Elkhart County residents meeting during a focus group in order to discuss concerns related to early childhood education and kindergarten readiness. Photo provided
Elkhart County residents meeting during a focus group in order to discuss concerns related to early childhood education and kindergarten readiness. Photo provided
ELKHART — Horizon Education Alliance (HEA), Crossroads United Way, Community Foundation of Elkhart County and The Source Elkhart County are looking at kindergarten readiness scores and how to improve them with enFocus.

“Our kids are not scoring as well as we would like them to score,” enFocus Innovation Fellow Rosannah Mack said. “In fact, more than half of them are not ready based on those skills.”

In the fall, teachers assess six nonacademic factors to school readiness, including physical readiness like holding still and playing well with others.

Mack explained that in regards to childcare and early learning, teachers can tell on the first day of school, which students have attended preschool and which have not. Teachers told them that students will often be caught up by the end of fifth grade.

“It sounded to me when we interviewed them that there is a little extra time that has to be spent on some of those things that could have been learned in preschool instead of hitting the gate with what needs to be done in the kindergarten year,” Mack said.

Elkhart County is generally middle or lower in other indicators revolving around education, Mack said, but the state of Indiana does not have a standardized kindergarten readiness evaluation system, so HEA has been developing one of its own. HEA’s assessment said that as much as 58% of kindergartners appear to not be ready for kindergarten, because they did not meet the six indicators.

“The pandemic brought this to the forefront of everyone’s mind,” Mack said. “There’s a lot of grant dollars and support all over not just Indiana, but the United States for supporting early childhood and families. Everybody’s sort of in it together at this moment.”

Despite that, Mack said it’s an issue that’s been a problem for a long time. In fact, in 2017 only 38% of Elkhart County kindergartners met all six indicators, meaning 62% did not. It’s an improvement, but not enough.

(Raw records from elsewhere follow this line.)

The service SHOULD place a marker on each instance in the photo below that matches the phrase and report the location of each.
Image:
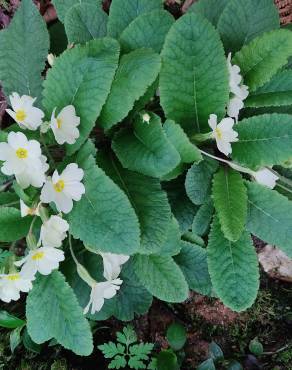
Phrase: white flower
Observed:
(266, 177)
(223, 133)
(53, 232)
(64, 126)
(61, 189)
(100, 292)
(112, 264)
(23, 158)
(239, 92)
(146, 117)
(43, 260)
(12, 284)
(24, 113)
(27, 211)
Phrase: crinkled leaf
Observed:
(241, 21)
(13, 226)
(148, 149)
(53, 311)
(233, 268)
(210, 9)
(270, 216)
(24, 48)
(84, 22)
(82, 76)
(147, 198)
(104, 218)
(264, 140)
(122, 13)
(230, 201)
(193, 51)
(198, 180)
(192, 260)
(136, 73)
(147, 31)
(262, 58)
(162, 277)
(276, 92)
(203, 218)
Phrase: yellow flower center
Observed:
(38, 256)
(218, 133)
(59, 186)
(21, 153)
(20, 115)
(13, 277)
(59, 122)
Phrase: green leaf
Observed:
(198, 180)
(270, 216)
(82, 76)
(192, 260)
(233, 268)
(230, 201)
(189, 51)
(136, 73)
(189, 153)
(262, 58)
(210, 9)
(84, 22)
(242, 21)
(10, 321)
(122, 13)
(62, 6)
(264, 140)
(148, 150)
(162, 277)
(13, 226)
(203, 218)
(277, 92)
(20, 68)
(176, 336)
(51, 297)
(147, 198)
(104, 218)
(143, 31)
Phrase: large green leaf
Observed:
(203, 218)
(147, 31)
(277, 92)
(122, 13)
(162, 277)
(230, 200)
(192, 259)
(190, 50)
(233, 268)
(241, 21)
(63, 6)
(270, 216)
(84, 22)
(210, 9)
(104, 218)
(52, 311)
(264, 140)
(136, 73)
(198, 180)
(263, 57)
(147, 198)
(82, 76)
(24, 48)
(189, 153)
(148, 149)
(13, 226)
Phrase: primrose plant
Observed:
(139, 153)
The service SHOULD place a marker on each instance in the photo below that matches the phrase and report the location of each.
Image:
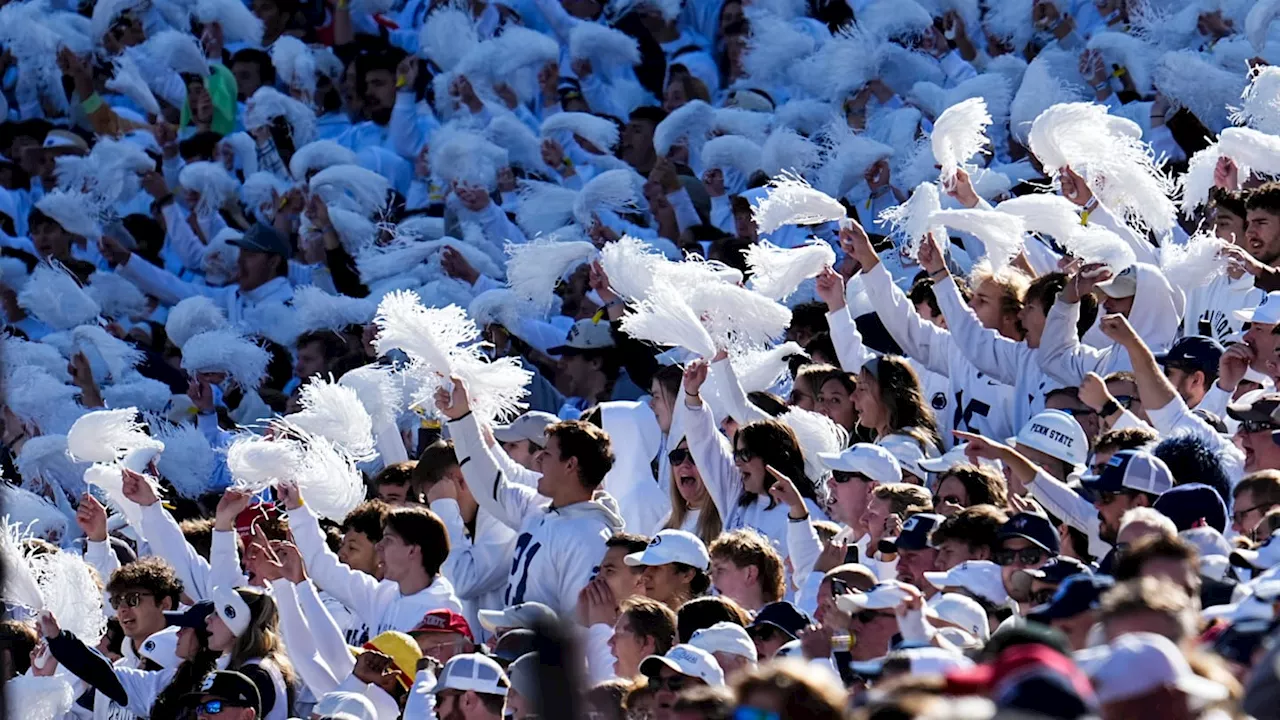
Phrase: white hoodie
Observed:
(558, 548)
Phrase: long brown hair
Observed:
(899, 391)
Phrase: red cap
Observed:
(444, 621)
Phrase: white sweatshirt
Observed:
(558, 548)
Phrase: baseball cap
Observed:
(1075, 595)
(585, 335)
(1057, 434)
(472, 671)
(1193, 505)
(672, 546)
(1031, 527)
(525, 615)
(784, 616)
(1264, 408)
(872, 460)
(443, 620)
(1136, 664)
(915, 533)
(725, 637)
(1132, 469)
(264, 238)
(232, 609)
(1124, 285)
(531, 425)
(1266, 313)
(908, 454)
(979, 578)
(1193, 352)
(1265, 556)
(232, 688)
(686, 660)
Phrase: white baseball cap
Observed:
(908, 454)
(525, 615)
(472, 671)
(1266, 313)
(672, 546)
(725, 637)
(686, 660)
(979, 578)
(1136, 664)
(964, 613)
(1057, 434)
(872, 460)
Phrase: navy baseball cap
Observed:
(1133, 470)
(784, 616)
(1193, 352)
(264, 238)
(1034, 528)
(1193, 505)
(915, 533)
(1077, 595)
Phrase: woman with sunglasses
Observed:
(737, 477)
(890, 402)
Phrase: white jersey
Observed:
(557, 550)
(982, 402)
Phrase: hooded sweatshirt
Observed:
(558, 548)
(1156, 317)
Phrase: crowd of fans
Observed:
(643, 359)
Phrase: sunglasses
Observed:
(680, 456)
(1024, 556)
(128, 600)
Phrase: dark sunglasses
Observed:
(128, 600)
(1024, 556)
(680, 456)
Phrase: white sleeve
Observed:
(928, 343)
(849, 342)
(169, 543)
(1061, 354)
(599, 657)
(297, 641)
(352, 588)
(712, 455)
(504, 500)
(474, 568)
(991, 352)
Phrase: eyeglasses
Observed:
(1239, 515)
(128, 600)
(1024, 556)
(1249, 427)
(673, 683)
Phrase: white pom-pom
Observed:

“We realize that it’s big,” Mack said. “It’s systematic. It’s not just the school’s problem, business, or childcare problem. It’s bigger.”

The groups brought in national experts from Tamarack company and local innovation organization enFocus to discover why and create change in Elkhart County. Organizations reach out to enFocus to help them with projects by working on the aspects they don’t have the time or resources to complete themselves.

In fall and winter of 2021, after the numbers were gathered, stakeholders began to meet in order to determine what Elkhart County looked like and what it should look like. The main stakeholders at meetings were parents.

“The lead partners really want parents to be at the center — they’re our kids, right?” Mack said. “Parents in Elkhart County want to be involved, they want to do what’s best for their children.”

They sat with nine mostly parent focus groups to determine what parents believe to be the pitfalls of kindergarten readiness in their homes and communities.

“There was a lot of insurance issues,” Mack said. “They wanted help navigating insurance and Medicaid and those situations, but even parents with business or commercial insurance had trouble knowing what was going to pay when and navigating all of that.”

Another concern parents expressed is knowing what appropriate child development and meeting milestones look like.

“The parents would say ‘I go to my doctor for some of these questions to be answered, but I only get 10 minutes with them and sometimes it’s a pamphlet that’s given out so quick and I don’t get these questions answered,” Mack added.

Parents also told focus group leaders that they couldn’t get seats for their children at daycares.

“The childcare and early learning focus group is really looking at how you support new childcare providers as businesses coming up into the system so that we can open more seats and have more availability for kids to get quality childcare and good preschool and early learning before they move on to kindergarten,” Mack said.

Parent focus groups more specifically expressed concerns about finding childcare that supported their family values, she said.

“Rural is much different than what City of Elkhart values in childcare,” she said. “That’s a unique thing about Elkhart County, but there aren’t enough childcare seats that fit those requirements for parents.”

Family support was also addressed. CAPS, Oaklawn and The Source were topics of discussion.

Housing and safe places to play also came up in most focus groups.

“All of them wanted something for their kids to do for free in the winter,” Mack continued.

In the summertime, safety in neighborhoods, where parents didn’t feel safe going to the community parks, or feel they had safe places to live including risks of lead poisoning, the cost of housing, transportation, and more were addressed.

“If you don’t have the transportation you can’t get to the doctor’s office; you can’t go to a job interview. If you don’t have childcare, you can’t go to a job interview; so how do you get a job without childcare that isn’t available without transportation?” she said. “It just becomes a really big-system, society issue.”

In May, enFocus met with childcare, healthcare and school administrators and teachers to set up action teams, which are working this summer to decide strategies.

They know they’ll focus on three basic areas: maternal and childhood health, childcare and early learning, and family support, and set up action teams for each area. The action teams will have three sessions over the summer and then in late October or early November, they’ll meet with the community to discuss their findings.